Pada kesempatan yang sama, Ayi juga menegaskan pentingnya memandang perbedaan sebagai ruang pembelajaran, bukan sumber pertentangan. Menurutnya, perbedaan pandangan maupun mazhab tidak semestinya melahirkan kebencian dan permusuhan.

“Perbedaan adalah rahmat. Karena itu, ruang dialog harus terus dibuka agar masyarakat mendapatkan pemahaman yang lebih baik dan tidak terjebak pada prasangka,” katanya.

Menanggapi hal tersebut, Ustadz Saeful Yusuf menyampaikan apresiasi atas sambutan PWM Jawa Barat dan keterbukaan yang ditunjukkan dalam pertemuan tersebut. Ia menegaskan bahwa penguatan ukhuwah menjadi kebutuhan penting di tengah tantangan yang dihadapi umat saat ini.

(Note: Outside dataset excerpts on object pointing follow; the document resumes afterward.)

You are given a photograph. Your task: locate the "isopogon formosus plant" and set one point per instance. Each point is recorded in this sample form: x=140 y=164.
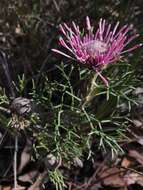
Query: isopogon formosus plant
x=105 y=46
x=72 y=126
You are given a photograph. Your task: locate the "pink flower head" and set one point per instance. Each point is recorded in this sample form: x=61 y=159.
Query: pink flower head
x=97 y=49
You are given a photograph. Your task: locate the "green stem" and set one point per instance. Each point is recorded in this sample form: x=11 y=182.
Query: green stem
x=89 y=96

Ustadz Saeful menjelaskan bahwa Sunni dan Syiah memiliki fondasi keimanan yang sama, yakni Allah SWT sebagai Tuhan, Nabi Muhammad SAW sebagai Rasul, dan Al-Qur’an sebagai kitab suci. Ketua DPW ABI Jabar juga memperkenalkan secara ringkas beberapa pokok pandangan mazhab Ahlul Bait, termasuk konsep dua belas imam atau Itsna Asyariyah yang menjadi salah satu landasan teologis dalam tradisi Syiah.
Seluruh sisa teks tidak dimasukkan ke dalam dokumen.